Credit: Marc Perlin (University of Michigan, USA), Steven Ceccio (University of Michigan, USA)

Professors Perlin and Ceccio discuss the latest methods to effect hydrodynamic friction drag reduction and address the question as to which is the best technique to use for the various vehicles/projectiles one is trying to propel. These two researchers have worked in this field for about 15 years and have myriad papers and experience in this area.

The book, Mitigation of Hydrodynamic Resistance: Methods to Reduce Hydrodynamic Drag, covers in detail several methods of active and passive friction drag mitigation techniques including the timely and evolving topics of super-hydrophobic surfaces and the use of lifting bodies. In addition the authors discuss the use of gas injection to form air layers and cavities (now demonstrated successfully on full-scale ships) and polymer injection (costly, but efficient especially for one-time uses for example on weaponry) and appendages such as stern flaps and wedges.

Particular emphasis in the text is given to Air Layer Drag Reduction (ALDR), which has been shown to be effective both physically and economically in the laboratory and most recently in ocean-going vessels. The authors along with their co-workers have conducted extensive laboratory investigations of this technique, and were instrumental in advancing its state of the art.

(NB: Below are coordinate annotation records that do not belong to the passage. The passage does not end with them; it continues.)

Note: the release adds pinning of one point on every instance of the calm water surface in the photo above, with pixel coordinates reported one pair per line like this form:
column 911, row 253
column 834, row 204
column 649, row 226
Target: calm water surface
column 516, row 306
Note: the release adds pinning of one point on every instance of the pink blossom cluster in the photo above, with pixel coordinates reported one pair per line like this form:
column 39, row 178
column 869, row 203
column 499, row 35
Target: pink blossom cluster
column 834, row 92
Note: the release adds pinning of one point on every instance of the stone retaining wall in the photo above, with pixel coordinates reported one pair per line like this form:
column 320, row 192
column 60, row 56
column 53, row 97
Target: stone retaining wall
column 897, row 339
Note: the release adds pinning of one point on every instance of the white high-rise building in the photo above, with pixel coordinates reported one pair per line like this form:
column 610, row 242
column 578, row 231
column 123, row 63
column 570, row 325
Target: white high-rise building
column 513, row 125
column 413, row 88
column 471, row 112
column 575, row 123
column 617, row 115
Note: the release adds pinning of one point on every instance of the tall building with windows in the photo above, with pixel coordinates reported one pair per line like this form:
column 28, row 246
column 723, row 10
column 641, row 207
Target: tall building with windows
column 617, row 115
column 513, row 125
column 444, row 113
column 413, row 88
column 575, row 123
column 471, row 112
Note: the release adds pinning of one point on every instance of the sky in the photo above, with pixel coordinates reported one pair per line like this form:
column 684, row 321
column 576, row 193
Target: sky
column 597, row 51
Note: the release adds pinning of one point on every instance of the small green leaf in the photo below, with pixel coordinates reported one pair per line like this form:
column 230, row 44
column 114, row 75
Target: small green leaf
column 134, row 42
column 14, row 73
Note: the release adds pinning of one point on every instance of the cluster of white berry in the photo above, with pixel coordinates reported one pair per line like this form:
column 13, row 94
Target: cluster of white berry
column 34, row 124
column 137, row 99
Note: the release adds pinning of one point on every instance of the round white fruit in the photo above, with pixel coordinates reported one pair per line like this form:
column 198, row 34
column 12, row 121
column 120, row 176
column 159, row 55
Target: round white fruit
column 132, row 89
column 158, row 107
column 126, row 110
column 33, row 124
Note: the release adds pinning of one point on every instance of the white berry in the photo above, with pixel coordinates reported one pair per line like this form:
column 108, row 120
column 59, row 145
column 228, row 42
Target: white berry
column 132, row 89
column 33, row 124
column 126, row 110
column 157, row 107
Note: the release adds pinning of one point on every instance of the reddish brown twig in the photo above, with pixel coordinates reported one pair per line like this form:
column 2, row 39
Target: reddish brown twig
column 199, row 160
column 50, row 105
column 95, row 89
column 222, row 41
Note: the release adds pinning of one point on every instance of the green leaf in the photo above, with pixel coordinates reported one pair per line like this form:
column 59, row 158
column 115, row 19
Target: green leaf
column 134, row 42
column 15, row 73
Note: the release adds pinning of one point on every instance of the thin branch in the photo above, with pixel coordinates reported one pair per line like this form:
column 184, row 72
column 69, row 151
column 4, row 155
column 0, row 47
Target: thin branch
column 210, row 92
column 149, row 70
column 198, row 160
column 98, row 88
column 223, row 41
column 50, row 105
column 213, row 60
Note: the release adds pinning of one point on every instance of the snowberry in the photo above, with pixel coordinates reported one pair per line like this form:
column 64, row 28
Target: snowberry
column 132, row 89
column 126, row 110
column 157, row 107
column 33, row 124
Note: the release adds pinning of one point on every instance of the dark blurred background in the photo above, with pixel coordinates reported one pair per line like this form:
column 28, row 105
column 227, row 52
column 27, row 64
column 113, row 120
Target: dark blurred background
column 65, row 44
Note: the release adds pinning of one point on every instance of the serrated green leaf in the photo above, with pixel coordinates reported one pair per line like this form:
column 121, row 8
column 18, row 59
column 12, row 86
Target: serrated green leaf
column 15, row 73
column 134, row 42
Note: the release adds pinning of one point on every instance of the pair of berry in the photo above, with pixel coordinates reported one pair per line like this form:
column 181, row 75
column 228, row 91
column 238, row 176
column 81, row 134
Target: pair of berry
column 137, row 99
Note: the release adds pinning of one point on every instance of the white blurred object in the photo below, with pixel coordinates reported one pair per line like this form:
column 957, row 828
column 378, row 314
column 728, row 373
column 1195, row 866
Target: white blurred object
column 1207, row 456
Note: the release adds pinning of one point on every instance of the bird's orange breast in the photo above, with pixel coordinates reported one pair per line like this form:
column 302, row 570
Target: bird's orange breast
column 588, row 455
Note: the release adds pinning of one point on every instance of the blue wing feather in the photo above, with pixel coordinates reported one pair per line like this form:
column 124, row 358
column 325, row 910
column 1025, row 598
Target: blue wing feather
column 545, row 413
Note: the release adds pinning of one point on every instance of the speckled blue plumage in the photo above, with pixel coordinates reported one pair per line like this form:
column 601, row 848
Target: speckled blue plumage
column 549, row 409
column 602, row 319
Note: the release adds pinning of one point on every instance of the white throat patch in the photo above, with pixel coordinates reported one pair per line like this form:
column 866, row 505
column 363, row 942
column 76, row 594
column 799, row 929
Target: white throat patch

This book will be invaluable to practicing professionals and individuals with advanced backgrounds in fluid mechanics who decide to master the available techniques of friction drag reduction. It will provide them with a working knowledge and the data with which to make decisions as to the most appropriate methods for drag reduction for a given application. The text can be used for a beginning graduate-level course, or for advanced undergraduate students in engineering and the physical sciences.